COCと独立経営<860>免許保有者が減少に転じていた! – 関 匤

COCの研修会で、毎回、新しい試みをしているSS企業を紹介してくれる講師がいます。事例を聞いていると、「ガソリンスタンド」ではなく「店舗経営」のあり方を考えている方ばかりです。
とりわけ、1SSのサブ店さんの後継者に多く見られます。若いこともありますがサブ店という立場ゆえに、元売や石商がどうといった話には関心が低く、また先代と違って石油業界でいい思いをした経験がないことも影響しているようです。

この稿で紹介しましたが、ある地方都市の1SS店は、店内のコーヒーサービスから始まって、食品自販機の設置、SS空地での焼きだんごの調理販売(消防法クリア)を経ながら、飲食を研究し資格も取得してテイクアウト専門の飲食店を、FCでなく単独で立ち上げています。
事業を飲食に広げた動機は、経営者の危機意識にあったそうです。

1つは「エネルギー転換」。
長年のLPG販売を通じて、1人の顧客と給湯・厨房機器、住設工事まで深く付き合ってきました。しかし、オール電化に変わると全ての関係が消滅します。
もう1つは「高齢化と免許返納」です。
返納した瞬間、顧客とSSは無関係となります。経営者は、売り上げや利益への影響はもちろんですが、それ以上に長年の顧客との関わりが消えることに(地方ゆえに)寂しさを覚えていたそうです。

以前の稿でも書きましたが、LPGやSSの関わりがなくなっても、顧客との関係を維持したいというのが飲食事業の動機にありました。
ここで「免許返納」の実態はどうなっているのか気になりました。

「年40万人の免許返納者数」 ※警察庁「運転免許統計」より作成
「年40万人の免許返納者数」
※警察庁「運転免許統計」より作成

警察庁のデータですが、2010年代に入ってから急増しています。
2013年度は13万人でしたが、以降増加を続けて16年度32.7万人、17年度40.5万人と大台に乗り続け、19年度には57.6万人に達しています。東京池袋の高齢者による母子死亡事故が影響したと考えられます。
20年度から減少傾向ですが、依然として40万人台にあります。返納時の年齢は75歳前後です。70-74歳の人口は75-79歳に対して「3割強多い」ために、返納者数が再び増える可能性があります。

そして、これは私が不明を恥じることなのですが、「免許保有者数」そのものが2017年を機に減少に転じています。

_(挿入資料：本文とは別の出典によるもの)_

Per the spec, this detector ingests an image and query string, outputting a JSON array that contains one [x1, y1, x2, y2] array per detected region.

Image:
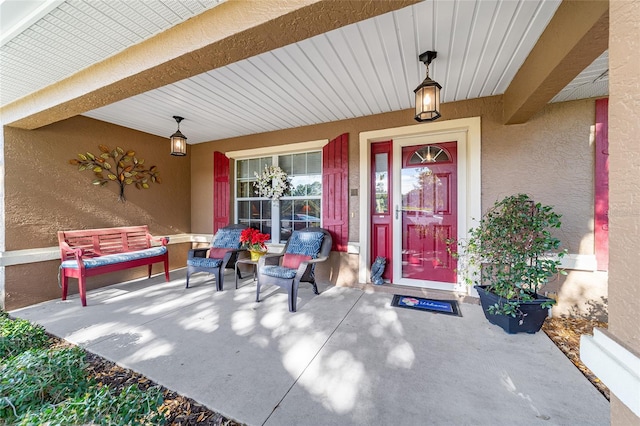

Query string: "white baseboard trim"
[[0, 238, 597, 271], [580, 328, 640, 417]]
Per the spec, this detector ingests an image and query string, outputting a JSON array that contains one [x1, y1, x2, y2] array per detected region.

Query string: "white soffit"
[[85, 0, 560, 144], [0, 0, 221, 105], [0, 0, 608, 144]]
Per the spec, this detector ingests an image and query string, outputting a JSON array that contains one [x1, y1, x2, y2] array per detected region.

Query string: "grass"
[[0, 312, 165, 425]]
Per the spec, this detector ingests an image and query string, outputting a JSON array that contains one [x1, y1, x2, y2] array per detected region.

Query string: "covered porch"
[[11, 269, 609, 425]]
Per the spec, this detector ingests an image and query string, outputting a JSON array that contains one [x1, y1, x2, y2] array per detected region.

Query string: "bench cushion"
[[187, 257, 222, 268], [60, 246, 167, 269]]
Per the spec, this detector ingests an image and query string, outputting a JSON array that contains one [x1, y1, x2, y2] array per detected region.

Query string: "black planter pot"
[[474, 285, 553, 334]]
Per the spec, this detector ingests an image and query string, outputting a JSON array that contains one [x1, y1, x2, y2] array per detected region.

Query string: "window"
[[236, 151, 322, 243]]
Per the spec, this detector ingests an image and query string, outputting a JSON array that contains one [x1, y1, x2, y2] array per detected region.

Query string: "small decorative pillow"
[[287, 231, 324, 259], [282, 253, 311, 269], [209, 247, 229, 259]]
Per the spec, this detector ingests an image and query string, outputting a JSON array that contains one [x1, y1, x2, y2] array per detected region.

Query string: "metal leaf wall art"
[[69, 145, 162, 202]]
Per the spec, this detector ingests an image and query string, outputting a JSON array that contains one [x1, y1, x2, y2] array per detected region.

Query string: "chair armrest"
[[187, 247, 209, 259]]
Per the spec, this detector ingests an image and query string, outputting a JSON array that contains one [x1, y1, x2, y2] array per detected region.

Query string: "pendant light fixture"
[[414, 50, 442, 121], [171, 115, 187, 157]]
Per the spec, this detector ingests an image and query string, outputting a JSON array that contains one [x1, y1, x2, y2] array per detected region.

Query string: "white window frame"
[[225, 139, 329, 246]]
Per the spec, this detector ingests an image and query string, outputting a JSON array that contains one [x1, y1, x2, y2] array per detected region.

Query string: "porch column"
[[580, 0, 640, 425], [0, 126, 6, 309]]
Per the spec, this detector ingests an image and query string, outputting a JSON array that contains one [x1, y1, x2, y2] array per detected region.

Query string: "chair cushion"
[[211, 228, 243, 249], [187, 257, 222, 268], [60, 246, 167, 269], [286, 232, 324, 259], [282, 253, 311, 269], [260, 265, 296, 279], [209, 247, 229, 259]]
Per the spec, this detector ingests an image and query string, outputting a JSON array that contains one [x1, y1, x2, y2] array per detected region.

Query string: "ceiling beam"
[[503, 0, 609, 124], [0, 0, 420, 129]]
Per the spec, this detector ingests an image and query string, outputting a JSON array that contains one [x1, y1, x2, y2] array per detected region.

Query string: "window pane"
[[280, 199, 320, 242], [238, 201, 250, 220], [307, 151, 322, 175], [237, 181, 253, 198], [236, 160, 249, 178], [248, 158, 262, 178], [293, 153, 307, 175], [278, 155, 293, 175]]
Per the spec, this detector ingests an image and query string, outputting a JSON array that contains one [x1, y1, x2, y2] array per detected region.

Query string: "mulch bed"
[[49, 335, 243, 426], [542, 318, 609, 400], [47, 318, 609, 426], [86, 352, 241, 426]]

つまり新規取得者数が返納者数(死亡者含めて)に追い付かなくなっているのです。
高齢化の切り口でも調べてみました。

内閣府「高齢社会白書」にデータがあります。2022年で65歳以上人口は29.0%です。地域による温度差があって、トップの秋田県は38.6%と4割に近付いています。一番低い東京都で22.8%です。
内閣府白書は「2045年予測」として、秋田県は50.1%!という数字を弾き出しています。全国平均が38.6%と現状の秋田県並みになるという予測です。

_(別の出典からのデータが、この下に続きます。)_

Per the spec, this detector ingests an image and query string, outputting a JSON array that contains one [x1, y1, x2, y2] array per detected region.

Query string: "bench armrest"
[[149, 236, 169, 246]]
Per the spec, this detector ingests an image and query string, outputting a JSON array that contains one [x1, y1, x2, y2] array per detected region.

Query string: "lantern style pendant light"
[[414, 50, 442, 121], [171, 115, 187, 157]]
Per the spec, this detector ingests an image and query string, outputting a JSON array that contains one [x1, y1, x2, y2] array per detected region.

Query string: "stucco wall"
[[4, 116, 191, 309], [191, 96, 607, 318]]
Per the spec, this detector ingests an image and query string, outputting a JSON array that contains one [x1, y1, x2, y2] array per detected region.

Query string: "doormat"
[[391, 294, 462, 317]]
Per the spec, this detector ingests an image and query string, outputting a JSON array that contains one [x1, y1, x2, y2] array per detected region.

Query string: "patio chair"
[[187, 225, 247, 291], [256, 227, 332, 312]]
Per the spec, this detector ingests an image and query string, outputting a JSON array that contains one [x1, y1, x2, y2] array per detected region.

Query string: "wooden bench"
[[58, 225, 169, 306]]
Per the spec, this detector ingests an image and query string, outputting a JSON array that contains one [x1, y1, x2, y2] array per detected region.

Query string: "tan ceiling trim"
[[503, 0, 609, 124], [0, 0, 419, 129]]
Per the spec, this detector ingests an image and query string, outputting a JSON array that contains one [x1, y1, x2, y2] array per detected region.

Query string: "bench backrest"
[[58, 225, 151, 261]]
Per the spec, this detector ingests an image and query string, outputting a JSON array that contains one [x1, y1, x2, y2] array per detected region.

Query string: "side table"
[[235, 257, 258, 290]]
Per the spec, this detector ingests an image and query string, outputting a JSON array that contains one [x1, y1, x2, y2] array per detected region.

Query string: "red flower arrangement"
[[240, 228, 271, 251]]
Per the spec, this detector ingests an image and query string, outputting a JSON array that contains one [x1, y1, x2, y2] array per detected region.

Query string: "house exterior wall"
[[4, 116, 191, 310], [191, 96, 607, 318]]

前回書きましたが、私はガソリン消費の減少は、自動車サイドの急激な燃費向上にあると考えています。しかし、返納に伴う免許保有者の減少という環境に入っているわけです。
この傾向は、乗用車保有台数にもボディブローのようにジワジワ影響を及ぼしそうです。SSビジネスとしては、先述の1SS店にならって1台1台の顧客に寄りそうしかないですね。ビッグモーター的なキャンペーン発想の売り込みはご法度です。